Tripadvisor is a good example of a huge universe of uninformed opinion studded with pearls of expertise. (I am neither uninformed nor expert, and so it is important for me to have access to sincere, credible and knowledgeable critics.) To use Tripadvisor, I found it necessary to review the reviewers. All of us have read a one-star review (“I couldn’t give no stars, but if I could…”) by someone who amplifies an insignificant slight or someone who suffers a true inconvenience that is guaranteed not to be a problem for most of us (“We showed up [at a formal dining room] with our six-month-old twins and they wouldn’t let us in…”). As one might expect, reviews of French eating establishments were most credible from French reviewers. I am thankful for online translators, though sometimes they can be next-to-useless. Reviews from Londoners and most of the United States tended to be Pollyanna-ish and hardly credible. Forgive my profiling, but they were usually not consistent with reviews from native critics. Then there is the meta-analysis: in any given city, there are restaurants with over a thousand reviews on TA and those with less than fifty, and both of these establishments can lie within the ‘top ten’. Since TA is predicated on travelers and not necessarily on chowhounds, a robust familiarity of TA reviewers with an establishment may means that it has been loved to death. I avoided any place with too many reviews. We all think that our fellow travelers are very nice taken individually but insufferable in the aggregate. Otherwise, why would we avoid tourist venues? Please do not get me wrong, there are quite a few popular roadside-dive establishments that are on my must-detour-to list, but this was not our agenda for the south of France. The ‘numbers profile’ also says something about a restaurant’s reliability. For the same overall score of, say, four and one-half stars, we would all be more comfortable with an establishment that racked up an equal number of credible five- and four-star reviews, than we would be with one that was top-loaded with five star reviews but also had a significant number of three, two and one star comments. Careful reading can usually elaborate the defects in service, attitude and reliability.

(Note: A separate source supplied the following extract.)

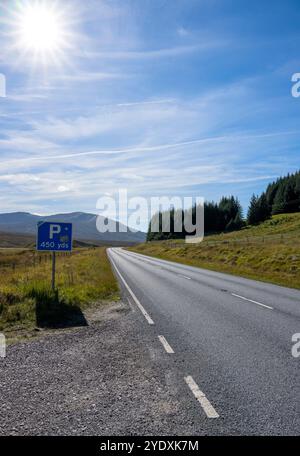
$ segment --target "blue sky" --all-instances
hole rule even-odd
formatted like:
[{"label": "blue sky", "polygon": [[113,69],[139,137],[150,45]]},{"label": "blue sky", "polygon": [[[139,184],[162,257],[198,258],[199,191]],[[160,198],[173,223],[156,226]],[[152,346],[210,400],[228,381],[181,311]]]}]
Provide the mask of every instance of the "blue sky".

Having used travel journals reevaluated with recent on line reviews, we came up with four restaurants that we felt were not unduly basking in the glow from Michelin stars and that were as close to rock-solid reliable as we could determine from four thousand miles and one language away. Not to keep you in suspense, these were the following:
La Bastide St. Antoine, Grasse
Les Jardin des Sens, Montpellier
S Comm, Palaja, Carcassonne
Lest you think that ‘everyone should try these’ or ‘why did they settle on these four that are hundreds of kilometers apart?’ it must be said that our decisions were affected by our personal preferences and what was available for the winter menus during the first week in March.
One evaluation that we unfortunately did not make until all of our travel arrangements were set was to find out the hours and availability of the establishments. This should be done at the same time as deciding upon the menu and the reliability. We did not do this and so we had some marathon driving to do in order to enjoy the meals that we had set for ourselves. We enjoyed ourselves in spite of a tight schedule.
Our favorite experience on the list was at S Comm, the most casual and off-the radar of all of our choices. We wanted to eat provincially in the Provinces, which is why we avoided Paris, and why I ordered cassoulet at S Comm in Carcassonne; it was an epiphany.
Our overall favorite meal was not even on our list. Having arrived in conservative Spain/southern France on a Sunday, we knew that very few places would be open for lunch, let alone the kind of small chef- or family-owned and run places that attract our attention. When lunchtime hunger finally pulled us off the road, it was in Narbonne. We had no idea where we would go or what we would find for lunch; we even had trouble finding the city center. We finally drove by a promising looking place that seemed to be open, judging by the cars parked nearby. This godsend happened to be La Table Saint Crescent. We had the most wonderful three course Sunday lunch. Serendipity trumps preparation. The telling of it would require its own post. I think you would enjoy googling these places on line more than wading through my amateurish description of our meals.